Shared memory multiprocessors are dominant because they are easier to program. However, shared memory hardware is usually more complex. In particular, each core on a shared memory multiprocessor has its own local cache, Here we will introduce the problem of cache coherency in shared memory multiprocessor systems. In the next lecture we'll see how it is managed concretely.

Caches

A high performance uniprocessor has the following structure:

Main memory is far too slow to keep up with modern processor speed it can take up to hundreds of cycles to access, versus the CPU registers that are accessed instantaneously/ So another type of on-chip memory is introduced, the cache. It is much faster than main memory, being accessed in a few cycles. It is also expensive, so its size is relatively small, and thus the cache is used to maintain a subset of the program data and instructions.

The cache can have multiple levels: generally in multiprocessors we have a level 1 and sometimes level 2 caches that are local to each core, and a shared last level cache.

If an entire program data-set can fit in the cache, the CPU can run at full speed. However, it is rarely the case on modern applications and new data/instructions needed by the program have to be fetched from memory (on each cache miss). Also, newly written data in cache must eventually be written back to main memory.

The Cache Coherency Problem

With just one CPU things are simple, data just written to the cache can be read correctly whether or not it has been written to memory. But things get more complicated when we have multiple processors. Indeed, several CPUs may share data, i.e. one can write a value that the other needs to read. How does that work with the cache?

Consider the following situation, illustrated on the schema below. We have a dual-core with CPU A and B, and some data x in RAM. CPU A first reads it, then updates it in its own cache into x'. Then later we have CPU B that wishes to read the same data. It's not in its cache, so it fetches it from memory, and ends up reading the old value x.

Clearly that is not OK: A and B expect to share memory and to see a common address space. Threads use shared memory for communications and after some data, e.g. a global variable, is updated by a thread running on a core, another thread running on another core expects to read the updated version of this data: cores equipped with caches must still have a coherent view on memory, this is the cache coherency problem.

The Cache Coherency Problem

An apparently obvious solution would be to ensure that every write in the cache is directly propagated to memory.

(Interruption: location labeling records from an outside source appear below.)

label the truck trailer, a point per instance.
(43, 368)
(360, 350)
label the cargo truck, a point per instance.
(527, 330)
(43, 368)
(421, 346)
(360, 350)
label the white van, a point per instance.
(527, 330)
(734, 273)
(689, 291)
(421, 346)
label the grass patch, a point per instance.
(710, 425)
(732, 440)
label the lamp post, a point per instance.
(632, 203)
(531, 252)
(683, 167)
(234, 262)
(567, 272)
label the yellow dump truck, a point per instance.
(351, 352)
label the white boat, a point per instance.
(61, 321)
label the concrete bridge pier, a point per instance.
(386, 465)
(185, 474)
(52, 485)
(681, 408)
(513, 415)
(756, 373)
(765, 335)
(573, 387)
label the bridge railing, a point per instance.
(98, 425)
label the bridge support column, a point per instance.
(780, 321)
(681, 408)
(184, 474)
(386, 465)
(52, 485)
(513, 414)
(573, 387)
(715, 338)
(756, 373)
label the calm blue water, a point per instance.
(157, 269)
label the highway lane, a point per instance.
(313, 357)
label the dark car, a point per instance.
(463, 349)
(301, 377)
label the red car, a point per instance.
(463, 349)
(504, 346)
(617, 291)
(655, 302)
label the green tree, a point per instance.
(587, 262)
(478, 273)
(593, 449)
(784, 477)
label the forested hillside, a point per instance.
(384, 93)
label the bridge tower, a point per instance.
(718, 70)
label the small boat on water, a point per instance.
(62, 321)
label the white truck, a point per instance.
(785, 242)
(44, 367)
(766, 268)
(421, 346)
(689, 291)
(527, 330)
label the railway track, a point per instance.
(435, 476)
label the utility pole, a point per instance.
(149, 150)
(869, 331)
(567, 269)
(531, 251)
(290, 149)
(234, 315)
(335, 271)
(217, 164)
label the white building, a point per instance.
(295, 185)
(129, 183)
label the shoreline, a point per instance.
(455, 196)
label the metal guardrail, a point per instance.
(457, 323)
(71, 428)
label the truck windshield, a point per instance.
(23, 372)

It is called a write-through cache policy:

However, this would mean that every time we write we need to write to memory. And every time we read we also need to fetch from memory in case the data was updated. This is very slow and negates the cache benefits, thus it's not a good idea.

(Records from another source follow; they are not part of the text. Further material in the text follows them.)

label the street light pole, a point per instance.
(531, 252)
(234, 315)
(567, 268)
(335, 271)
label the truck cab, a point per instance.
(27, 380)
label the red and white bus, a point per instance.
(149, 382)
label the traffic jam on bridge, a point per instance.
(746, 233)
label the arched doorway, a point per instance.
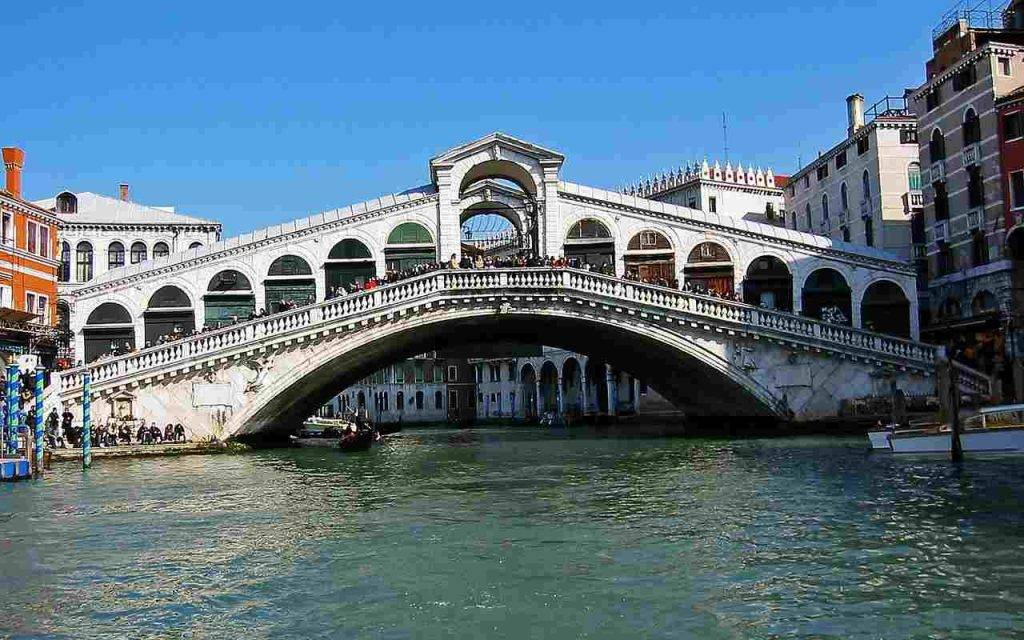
(108, 330)
(650, 258)
(572, 387)
(549, 387)
(768, 284)
(169, 314)
(709, 268)
(886, 309)
(527, 378)
(289, 284)
(349, 262)
(826, 296)
(409, 245)
(590, 242)
(229, 298)
(597, 387)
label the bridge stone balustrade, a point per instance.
(795, 367)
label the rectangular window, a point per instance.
(44, 241)
(1017, 189)
(1013, 126)
(7, 229)
(32, 240)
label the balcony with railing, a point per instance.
(972, 155)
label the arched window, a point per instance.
(67, 203)
(410, 233)
(913, 176)
(83, 262)
(138, 253)
(937, 146)
(971, 128)
(115, 255)
(65, 272)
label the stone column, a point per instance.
(537, 400)
(609, 381)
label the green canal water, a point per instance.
(519, 534)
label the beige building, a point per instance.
(866, 188)
(978, 57)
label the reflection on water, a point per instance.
(516, 534)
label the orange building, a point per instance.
(28, 270)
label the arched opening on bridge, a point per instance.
(409, 245)
(108, 330)
(549, 387)
(65, 337)
(597, 387)
(527, 379)
(289, 284)
(590, 241)
(826, 297)
(769, 284)
(709, 268)
(886, 309)
(572, 387)
(229, 298)
(169, 314)
(491, 230)
(650, 258)
(348, 263)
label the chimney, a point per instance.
(855, 113)
(13, 160)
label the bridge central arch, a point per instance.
(689, 375)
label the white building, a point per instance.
(749, 194)
(866, 188)
(99, 233)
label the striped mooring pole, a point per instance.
(12, 387)
(39, 422)
(86, 420)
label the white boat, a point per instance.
(993, 429)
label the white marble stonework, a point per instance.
(465, 179)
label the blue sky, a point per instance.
(259, 116)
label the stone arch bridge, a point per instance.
(777, 360)
(709, 355)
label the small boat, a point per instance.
(321, 432)
(992, 429)
(357, 440)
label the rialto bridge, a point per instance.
(707, 354)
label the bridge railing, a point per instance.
(538, 281)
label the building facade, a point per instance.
(750, 194)
(978, 60)
(28, 271)
(99, 233)
(865, 189)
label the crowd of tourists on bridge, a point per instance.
(61, 432)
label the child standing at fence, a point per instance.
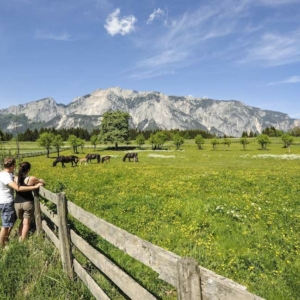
(24, 201)
(7, 185)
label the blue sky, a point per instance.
(246, 50)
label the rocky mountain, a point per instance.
(148, 110)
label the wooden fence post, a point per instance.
(64, 236)
(37, 212)
(188, 279)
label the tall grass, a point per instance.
(32, 270)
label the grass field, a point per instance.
(235, 211)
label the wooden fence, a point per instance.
(191, 281)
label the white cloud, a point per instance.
(293, 79)
(64, 36)
(157, 13)
(277, 2)
(276, 49)
(123, 26)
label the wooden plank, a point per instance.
(93, 287)
(159, 259)
(48, 195)
(37, 212)
(188, 279)
(50, 234)
(64, 236)
(216, 287)
(130, 287)
(53, 217)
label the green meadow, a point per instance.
(237, 212)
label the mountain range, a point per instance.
(148, 111)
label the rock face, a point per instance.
(148, 110)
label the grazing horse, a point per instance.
(130, 156)
(89, 157)
(83, 160)
(106, 159)
(66, 159)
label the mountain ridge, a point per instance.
(148, 111)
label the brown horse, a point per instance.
(66, 159)
(130, 156)
(105, 159)
(83, 160)
(89, 157)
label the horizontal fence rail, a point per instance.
(192, 282)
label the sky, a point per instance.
(245, 50)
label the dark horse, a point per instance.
(105, 159)
(130, 156)
(89, 157)
(66, 159)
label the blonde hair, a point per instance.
(9, 162)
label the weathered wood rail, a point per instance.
(191, 281)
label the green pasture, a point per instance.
(235, 211)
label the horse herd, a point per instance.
(74, 160)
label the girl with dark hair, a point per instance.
(24, 201)
(7, 186)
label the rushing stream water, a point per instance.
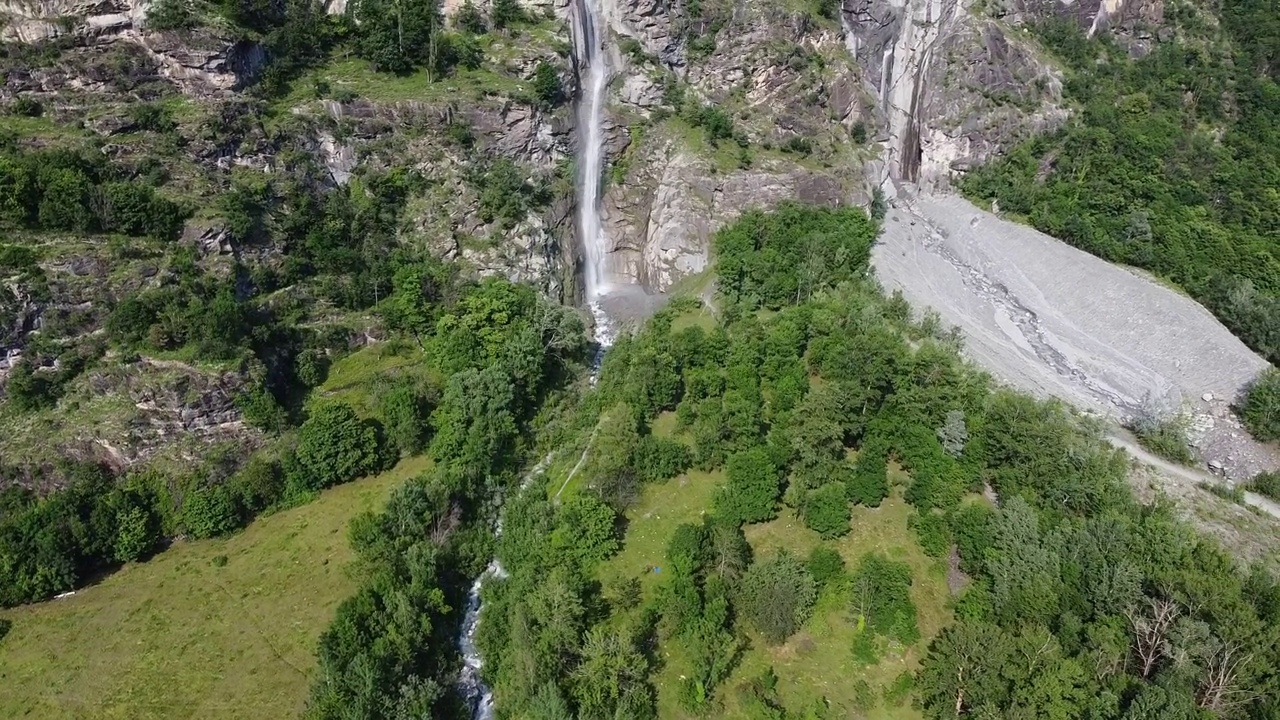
(589, 50)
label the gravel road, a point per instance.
(1047, 318)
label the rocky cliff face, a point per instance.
(956, 83)
(200, 62)
(780, 78)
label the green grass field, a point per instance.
(359, 378)
(179, 637)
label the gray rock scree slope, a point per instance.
(1051, 319)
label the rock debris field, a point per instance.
(1047, 318)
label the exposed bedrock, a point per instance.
(1055, 320)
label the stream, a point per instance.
(590, 57)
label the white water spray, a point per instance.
(590, 55)
(590, 121)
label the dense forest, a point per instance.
(800, 393)
(1082, 602)
(1171, 162)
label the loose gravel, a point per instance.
(1047, 318)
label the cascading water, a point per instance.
(590, 54)
(470, 682)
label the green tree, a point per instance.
(776, 596)
(612, 678)
(506, 13)
(64, 200)
(826, 510)
(869, 482)
(547, 86)
(752, 487)
(964, 673)
(1261, 408)
(585, 531)
(334, 446)
(209, 511)
(137, 534)
(470, 18)
(882, 598)
(405, 413)
(826, 565)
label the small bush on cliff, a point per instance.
(334, 446)
(547, 86)
(1261, 409)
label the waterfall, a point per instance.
(589, 51)
(470, 683)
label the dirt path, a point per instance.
(1180, 473)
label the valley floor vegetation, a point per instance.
(812, 410)
(1072, 600)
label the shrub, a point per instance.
(869, 484)
(257, 486)
(882, 598)
(826, 510)
(405, 413)
(826, 565)
(900, 689)
(170, 14)
(661, 459)
(27, 390)
(859, 132)
(1267, 484)
(261, 410)
(311, 368)
(547, 86)
(750, 492)
(209, 511)
(64, 201)
(777, 596)
(1261, 408)
(334, 446)
(863, 648)
(798, 145)
(27, 106)
(470, 18)
(506, 13)
(137, 533)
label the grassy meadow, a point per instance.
(186, 634)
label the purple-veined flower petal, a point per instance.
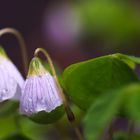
(11, 80)
(39, 93)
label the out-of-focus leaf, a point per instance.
(16, 137)
(124, 136)
(133, 102)
(101, 113)
(87, 80)
(117, 20)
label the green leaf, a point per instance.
(124, 136)
(87, 80)
(101, 113)
(8, 108)
(133, 102)
(130, 60)
(17, 137)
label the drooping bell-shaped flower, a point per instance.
(40, 91)
(11, 80)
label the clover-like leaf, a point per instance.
(101, 114)
(87, 80)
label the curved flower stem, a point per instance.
(21, 44)
(130, 130)
(110, 132)
(68, 110)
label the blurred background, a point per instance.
(72, 30)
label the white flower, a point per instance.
(40, 92)
(11, 80)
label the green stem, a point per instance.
(21, 44)
(110, 133)
(130, 130)
(68, 110)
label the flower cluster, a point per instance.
(39, 92)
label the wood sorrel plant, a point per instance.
(104, 88)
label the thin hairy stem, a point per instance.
(110, 133)
(68, 110)
(21, 44)
(130, 130)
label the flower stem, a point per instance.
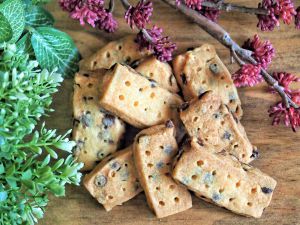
(217, 32)
(232, 7)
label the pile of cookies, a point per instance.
(174, 143)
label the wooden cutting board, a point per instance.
(279, 146)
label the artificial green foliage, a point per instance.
(30, 26)
(29, 164)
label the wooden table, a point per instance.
(279, 146)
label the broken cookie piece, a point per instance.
(125, 50)
(96, 131)
(159, 71)
(154, 150)
(220, 178)
(137, 100)
(209, 120)
(114, 181)
(201, 70)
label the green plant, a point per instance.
(30, 168)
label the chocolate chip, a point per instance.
(183, 78)
(153, 83)
(214, 68)
(266, 190)
(108, 120)
(227, 135)
(171, 79)
(201, 95)
(100, 155)
(75, 122)
(115, 166)
(86, 119)
(184, 106)
(169, 124)
(135, 64)
(255, 154)
(216, 115)
(100, 181)
(168, 149)
(200, 142)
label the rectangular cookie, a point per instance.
(159, 71)
(114, 180)
(125, 50)
(209, 120)
(201, 70)
(220, 178)
(97, 132)
(135, 99)
(154, 149)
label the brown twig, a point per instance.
(232, 7)
(216, 31)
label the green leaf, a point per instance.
(36, 16)
(5, 29)
(13, 11)
(24, 45)
(54, 48)
(3, 196)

The Cache Coherency Problem

So how can we overcome these issues? Can we communicate cache-to-cache rather than always go through memory? In other words, when a new value is written in one cache, all other values somehow located in other caches somehow would need to be either updated or invalidated. Another issue is: what if two processors try to write to the same location. In other words how to avoid having two separate cache copies? This is what we refer to by cache coherency. So things are getting complex, and we need to develop a model. How to efficiently achieve cache coherency in a shared memory multiprocessor is the topic of the next lecture.